Perandius winced. “All dead now, I’m afraid. My but time does fly.”
“Well, since those who thought it holy are all dead,” Dannen said dryly, “you’ll forgive me if I don’t start praying.”
“Of course,” Perandius agreed. Dannen was starting to think the god was incapable of detecting sarcasm, something he would have thought important for the god of messengers, but then he awoke this morning missing a shoe and a belt and had gone on to poke fun at the God of Thunder and Lightning, so who was he to judge?
“Reckon he was sore about the asshole joke?”
“I’m sorry?” Perandius asked, clearly confused by the abrupt change of topic.
“Your father, I mean,” Dannen said. “From all the stories, he isn’t exactly the most patient fella. They say Zeu—”
“No,” Perandius interrupted, a horrified expression on his face.
“No what?” Dannen said. “Gods, man or…man, god, you look like somebody walked all over your grave.”
“It’s not my grave I’m worried about,” the god answered, glancing at the door as if expecting someone to come charging through it wielding a bloody axe any moment. “That name—the one you meant to say. I would not utter it, were I you. Father does…not like that name. Not at all.”

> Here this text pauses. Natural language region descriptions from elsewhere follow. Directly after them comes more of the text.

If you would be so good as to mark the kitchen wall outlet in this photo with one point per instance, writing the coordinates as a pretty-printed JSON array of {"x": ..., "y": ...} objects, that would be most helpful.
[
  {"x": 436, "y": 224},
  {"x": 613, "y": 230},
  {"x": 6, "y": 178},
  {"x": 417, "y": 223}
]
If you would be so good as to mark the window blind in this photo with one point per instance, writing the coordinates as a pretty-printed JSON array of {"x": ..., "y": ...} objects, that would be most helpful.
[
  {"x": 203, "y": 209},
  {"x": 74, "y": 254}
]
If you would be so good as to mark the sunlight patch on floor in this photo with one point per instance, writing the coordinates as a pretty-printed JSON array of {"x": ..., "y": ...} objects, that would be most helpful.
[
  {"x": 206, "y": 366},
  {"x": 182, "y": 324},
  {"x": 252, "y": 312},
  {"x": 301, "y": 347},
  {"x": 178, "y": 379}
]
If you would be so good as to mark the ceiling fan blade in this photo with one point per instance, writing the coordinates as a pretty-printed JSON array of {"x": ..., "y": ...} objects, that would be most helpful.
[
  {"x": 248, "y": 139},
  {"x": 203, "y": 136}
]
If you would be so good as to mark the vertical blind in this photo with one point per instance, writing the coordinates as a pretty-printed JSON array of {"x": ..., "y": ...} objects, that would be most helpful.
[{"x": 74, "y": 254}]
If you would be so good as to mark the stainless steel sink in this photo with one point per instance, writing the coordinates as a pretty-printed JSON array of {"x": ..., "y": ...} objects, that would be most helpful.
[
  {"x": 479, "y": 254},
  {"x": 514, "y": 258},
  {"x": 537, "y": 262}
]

Dannen grunted. “Why’s that? It’s a damned sight easier to say that Feledandrius.”
“Irrelevant,” Perandius said, still looking at the door. “You will not be able to say either if you are dead. You have been lucky so far, but as you say my father is not known for his patience.”
Dannen frowned. “Seems a bit much, doesn’t it? To get that angry over a name?”
Perandius winced. “It is not a name, not as such. You see that word is, in truth, a derogatory term, one that the Banthinians, in their hate of the gods and my father in particular gave him. It means…” He shook his head. “Never mind. It does not matter what it means. Only understand it is not flattering, not at all.”
“Banthinians?” Dannen asked doubtfully, beginning to think the god was putting him on, something he would have thought the god incapable of up until that moment. Although if he was making a joke at Dannen’s expense, he was doing a damn fine job of acting terrified. “Never heard of them.”
“Nor would you have,” Perandius said. “No one has, in fact, not for many, many years.”